Wat ik sterk ervoer is dat de omgeving mij niet als ziek zag. Ze vonden vaak dat ik er goed uitzag. Dat ik altijd moest vechten tegen de verlammende vermoeidheid en vaak niet meer kon, verborg ik voor ze. Zelfs voor mijn vrouw. Ik probeerde altijd het maximale eruit te knijpen. Mijn ziek zijn en zeker de PSC werd naar achteren geschoven. Het was lastig, onduidelijk, een spelbederver, bedreigend, ‘de vijand’ en onzichtbaar. PSC weg ermee.
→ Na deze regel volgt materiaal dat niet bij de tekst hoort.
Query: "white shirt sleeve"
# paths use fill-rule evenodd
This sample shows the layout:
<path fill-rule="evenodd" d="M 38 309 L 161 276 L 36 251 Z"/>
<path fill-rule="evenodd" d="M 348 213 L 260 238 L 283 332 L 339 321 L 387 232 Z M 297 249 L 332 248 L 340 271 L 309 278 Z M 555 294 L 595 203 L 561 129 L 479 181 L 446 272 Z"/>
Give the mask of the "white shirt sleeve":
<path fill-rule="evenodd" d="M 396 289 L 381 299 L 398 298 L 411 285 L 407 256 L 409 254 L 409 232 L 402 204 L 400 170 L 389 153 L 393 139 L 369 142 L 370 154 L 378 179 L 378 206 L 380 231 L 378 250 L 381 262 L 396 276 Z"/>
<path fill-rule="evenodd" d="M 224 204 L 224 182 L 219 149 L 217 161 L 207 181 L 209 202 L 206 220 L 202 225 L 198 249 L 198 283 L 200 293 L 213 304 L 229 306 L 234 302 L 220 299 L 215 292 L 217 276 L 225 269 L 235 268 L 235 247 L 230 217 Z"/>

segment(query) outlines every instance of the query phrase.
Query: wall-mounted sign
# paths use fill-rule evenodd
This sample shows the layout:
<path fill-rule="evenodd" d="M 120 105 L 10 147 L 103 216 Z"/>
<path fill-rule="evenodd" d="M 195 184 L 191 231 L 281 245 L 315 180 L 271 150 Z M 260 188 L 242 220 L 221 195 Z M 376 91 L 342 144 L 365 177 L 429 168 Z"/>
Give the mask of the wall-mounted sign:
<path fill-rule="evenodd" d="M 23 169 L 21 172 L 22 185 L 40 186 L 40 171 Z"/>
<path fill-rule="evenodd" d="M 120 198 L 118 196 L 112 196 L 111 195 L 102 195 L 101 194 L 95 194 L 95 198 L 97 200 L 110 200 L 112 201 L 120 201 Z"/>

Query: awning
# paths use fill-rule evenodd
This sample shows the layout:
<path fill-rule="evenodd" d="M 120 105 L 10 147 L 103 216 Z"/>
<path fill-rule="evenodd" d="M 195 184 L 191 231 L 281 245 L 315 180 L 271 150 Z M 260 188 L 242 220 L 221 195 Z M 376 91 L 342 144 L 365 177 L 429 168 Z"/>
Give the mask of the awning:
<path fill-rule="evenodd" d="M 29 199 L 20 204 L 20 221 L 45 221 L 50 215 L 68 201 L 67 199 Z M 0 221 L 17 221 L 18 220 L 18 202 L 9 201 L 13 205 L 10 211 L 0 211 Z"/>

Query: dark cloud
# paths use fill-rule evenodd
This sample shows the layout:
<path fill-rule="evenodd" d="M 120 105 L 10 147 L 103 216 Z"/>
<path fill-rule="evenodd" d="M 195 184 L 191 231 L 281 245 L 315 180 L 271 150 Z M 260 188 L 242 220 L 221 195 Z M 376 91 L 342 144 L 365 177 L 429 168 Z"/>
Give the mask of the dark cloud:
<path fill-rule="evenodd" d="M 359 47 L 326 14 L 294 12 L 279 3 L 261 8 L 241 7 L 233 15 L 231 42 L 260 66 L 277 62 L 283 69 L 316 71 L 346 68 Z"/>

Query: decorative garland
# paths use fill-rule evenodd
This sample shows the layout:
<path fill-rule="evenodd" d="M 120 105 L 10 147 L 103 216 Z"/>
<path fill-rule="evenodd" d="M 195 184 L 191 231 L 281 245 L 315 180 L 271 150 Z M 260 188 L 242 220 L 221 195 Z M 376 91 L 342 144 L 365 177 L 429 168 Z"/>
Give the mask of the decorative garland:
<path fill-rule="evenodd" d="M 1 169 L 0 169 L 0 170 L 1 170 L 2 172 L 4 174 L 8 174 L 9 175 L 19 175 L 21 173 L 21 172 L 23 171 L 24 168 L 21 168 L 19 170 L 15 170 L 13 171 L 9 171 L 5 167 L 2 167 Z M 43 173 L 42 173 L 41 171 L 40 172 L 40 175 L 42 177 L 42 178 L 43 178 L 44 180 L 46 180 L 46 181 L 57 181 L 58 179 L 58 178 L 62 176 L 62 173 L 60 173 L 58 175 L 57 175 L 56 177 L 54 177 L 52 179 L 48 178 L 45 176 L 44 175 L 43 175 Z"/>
Gelukkig heb ik uiteindelijk vast werk gevonden, met goedkeuring van de ARBO-arts. Eindelijk was het gelukt, ik had CU/PSC verslagen. Ik zou ze gaan bewijzen dat ik alles kon.
In de proeftijd en daarna ben ik natuurlijk nooit ziek geweest. Ik wist dat ik maar één kans kreeg en ging zelfs met koorts naar mijn werk. Allerlei technieken had ik mijzelf aangeleerd, om door te kunnen gaan. Sterke koffie, bezig blijven en als dat niet lukte gewoon verschrikkelijk kwaad worden. Kwaad dat er ‘iets’ van buiten het mij weer moeilijk maakte. Dat nooit.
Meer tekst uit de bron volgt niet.